Key takeaways:
Semaglutide benefits were observed for adults with type 2 diabetes and chronic kidney disease whether or not they used SGLT2 inhibitors.
The FLOW trial was not powered to observe effects for those on SGLT2s.
ORLANDO — Semaglutide use was associated with significant reductions in worsening of kidney disease, cardiovascular events and all-cause death vs. placebo for adults with type 2 diabetes regardless of concomitant use of SGLT2 inhibitors.

GLP-1 receptor agonists and SGLT2 inhibitors both reduce CV and kidney events. In new data from the FLOW trial presented at the American Diabetes Association Scientific Sessions, Johannes F. E. Mann, MD, director of the KfH Kidney Center in Munich, presented analysis of semaglutide (Ozempic, Novo Nordisk) effects for trial participants who did and who did not take SGLT2 inhibitors at baseline.

Johannes F. E. Mann
Johannes F. E. Mann, MD, discusses new data from the FLOW trial at the American Diabetes Association Scientific Sessions.
As Healio previously reported, top-line data from the FLOW trial, published in The New England Journal of Medicine in May, showed adults with type 2 diabetes and chronic kidney disease treated with semaglutide had significantly reduced risks for major kidney disease events, CV outcomes and all-cause mortality vs. placebo. During a median follow-up of 3.4 years, semaglutide was associated with a 24% reduction in the composite kidney endpoint, an 18% reduction in major adverse CV outcomes and a 20% reduction in all-cause death. Semaglutide was well tolerated with fewer serious adverse events than in the placebo group. The most common adverse events were gastrointestinal.

The new analysis of outcomes broken out by concomitant SGLT2 inhibitor use was simultaneously published in Nature Medicine.

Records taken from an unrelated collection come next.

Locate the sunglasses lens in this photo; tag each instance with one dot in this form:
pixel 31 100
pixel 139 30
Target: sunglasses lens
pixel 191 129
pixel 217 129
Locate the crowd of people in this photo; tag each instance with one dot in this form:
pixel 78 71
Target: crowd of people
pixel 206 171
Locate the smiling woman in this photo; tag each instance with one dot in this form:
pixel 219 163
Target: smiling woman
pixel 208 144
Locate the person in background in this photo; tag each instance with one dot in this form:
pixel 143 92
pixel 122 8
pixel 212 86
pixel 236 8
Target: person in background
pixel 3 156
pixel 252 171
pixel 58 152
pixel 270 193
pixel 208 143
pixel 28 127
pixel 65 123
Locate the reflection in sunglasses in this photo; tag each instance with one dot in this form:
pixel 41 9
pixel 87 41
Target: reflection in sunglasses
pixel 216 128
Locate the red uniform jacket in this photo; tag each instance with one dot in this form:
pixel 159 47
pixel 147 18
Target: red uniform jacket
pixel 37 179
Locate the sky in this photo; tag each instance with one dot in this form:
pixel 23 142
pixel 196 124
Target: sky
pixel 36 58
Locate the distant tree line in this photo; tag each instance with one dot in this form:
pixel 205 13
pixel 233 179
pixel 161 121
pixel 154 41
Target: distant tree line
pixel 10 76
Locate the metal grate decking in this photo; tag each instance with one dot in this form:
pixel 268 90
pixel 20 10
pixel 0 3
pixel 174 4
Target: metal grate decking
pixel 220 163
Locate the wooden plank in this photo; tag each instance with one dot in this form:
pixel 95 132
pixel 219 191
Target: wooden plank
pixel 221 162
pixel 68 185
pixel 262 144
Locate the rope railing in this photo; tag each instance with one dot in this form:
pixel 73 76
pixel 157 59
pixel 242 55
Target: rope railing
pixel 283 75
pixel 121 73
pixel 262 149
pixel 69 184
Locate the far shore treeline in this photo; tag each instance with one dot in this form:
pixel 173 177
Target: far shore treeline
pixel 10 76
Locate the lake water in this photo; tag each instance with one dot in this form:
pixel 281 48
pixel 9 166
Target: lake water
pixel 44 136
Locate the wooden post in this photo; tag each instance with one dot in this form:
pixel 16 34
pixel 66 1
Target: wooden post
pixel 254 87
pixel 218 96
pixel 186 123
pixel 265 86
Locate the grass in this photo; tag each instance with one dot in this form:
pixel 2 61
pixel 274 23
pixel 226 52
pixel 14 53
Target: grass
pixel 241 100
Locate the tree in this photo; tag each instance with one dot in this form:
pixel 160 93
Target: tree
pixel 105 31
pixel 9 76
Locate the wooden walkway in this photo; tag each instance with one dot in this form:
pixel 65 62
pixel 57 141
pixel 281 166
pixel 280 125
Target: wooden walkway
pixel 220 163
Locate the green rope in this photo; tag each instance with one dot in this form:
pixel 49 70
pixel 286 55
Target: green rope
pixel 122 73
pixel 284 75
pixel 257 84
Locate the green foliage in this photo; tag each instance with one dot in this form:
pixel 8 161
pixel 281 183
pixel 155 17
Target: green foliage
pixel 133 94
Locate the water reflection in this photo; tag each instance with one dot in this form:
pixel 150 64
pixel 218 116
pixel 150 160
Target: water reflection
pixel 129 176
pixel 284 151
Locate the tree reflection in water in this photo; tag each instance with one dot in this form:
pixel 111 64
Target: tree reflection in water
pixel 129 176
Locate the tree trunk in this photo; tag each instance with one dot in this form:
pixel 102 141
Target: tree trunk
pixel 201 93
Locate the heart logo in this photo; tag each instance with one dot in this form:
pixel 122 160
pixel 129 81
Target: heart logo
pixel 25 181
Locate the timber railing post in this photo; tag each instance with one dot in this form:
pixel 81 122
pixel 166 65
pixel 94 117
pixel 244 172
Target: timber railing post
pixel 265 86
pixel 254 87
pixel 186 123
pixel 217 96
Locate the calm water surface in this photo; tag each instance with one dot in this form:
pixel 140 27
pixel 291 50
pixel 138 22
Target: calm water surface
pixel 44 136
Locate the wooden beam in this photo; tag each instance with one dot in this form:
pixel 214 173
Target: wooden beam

FLOW, the first dedicated kidney outcomes trial with a GLP-1 receptor agonist, started in 2019 with more than 400 investigator sites in 28 countries.

In the trial, researchers randomly assigned 3,533 adults with type 2 diabetes who were prescribed a stable dose of renin-angiotensin system inhibitors, 1:1, to weekly 1 mg semaglutide injection or placebo. The primary outcome was a composite of kidney failure, at least 50% reduction in estimated glomerular filtration rate and kidney or CV death.

Richard E. Pratley
“About 15% of people [enrolled in the trial] were on SGLT2 inhibitors at the time, because that was about the time that we were getting results from the SGLT2 trials, and the guidelines were changing,” Richard E. Pratley, MD, the Samuel E. Crockett Chair in Diabetes Research, medical director of AdventHealth Diabetes Institute and a Healio | Endocrine Today Co-editor, said during a press briefing about the findings. “So, it wasn’t yet standard of care, and access to SGLT2 inhibitors was still limited. … We asked whether or not that made any difference in outcomes.”

Among participants taking SGLT2 inhibitors at baseline, the primary outcome occurred in 14.4% of the semaglutide group vs. 13.9% of the placebo group, which was not statistically significant (HR = 1.07; 95% CI, 0.69-1.67). Among participants not taking SGLT2 inhibitors at baseline, the primary outcome occurred in 22.2% of the semaglutide group and 24.9% of the placebo group, which was significant (HR = 0.73; 95% CI, 0.63-0.85; P < .001; P for interaction = .109).

“So, does that mean that [semaglutide] doesn’t work on top of an SGLT inhibitor?” Pratley said. “I don’t think we can conclude that with the small number of patients, and we have other evidence to suggest that the two are useful in combination.”

At 2 years, in the SGLT2 group, semaglutide was associated with decreased rate of declining eGFR compared with placebo whether calculated by serum creatinine or by cystatin C, with a difference of 0.75 mL/min/1.73 m2 per year (95% CI, –0.01 to 1.5). This association was similar for participants not taking an SGLT2 inhibitor, with a difference of 1.25 mL/min/1.73 m2 per year (95% CI, 0.91-1.58; P for interaction = .237).

For participants taking SGLT2 inhibitors, there were nonsignificant reductions in CV endpoints and all-cause death for the semaglutide vs. placebo groups (P for interaction = .741 and .901, respectively).

“FLOW had limited power to test effects in those on SGLT2 inhibitors. No heterogeneity in benefits of semaglutide were found for kidney, CV and mortality outcomes,” Mann said during the presentation. “Given the substantial benefits of semaglutide and SGLT2 inhibitors, concurrent use may be considered in type 2 diabetes with chronic kidney disease.”

References:
Mann JFE, et al. Nat Med. 2024;doi:10.1038/s41591-024-03133-0.
Perkovic V, et al. N Engl J Med. 2024;doi:10.1056/NEJMoa2403347.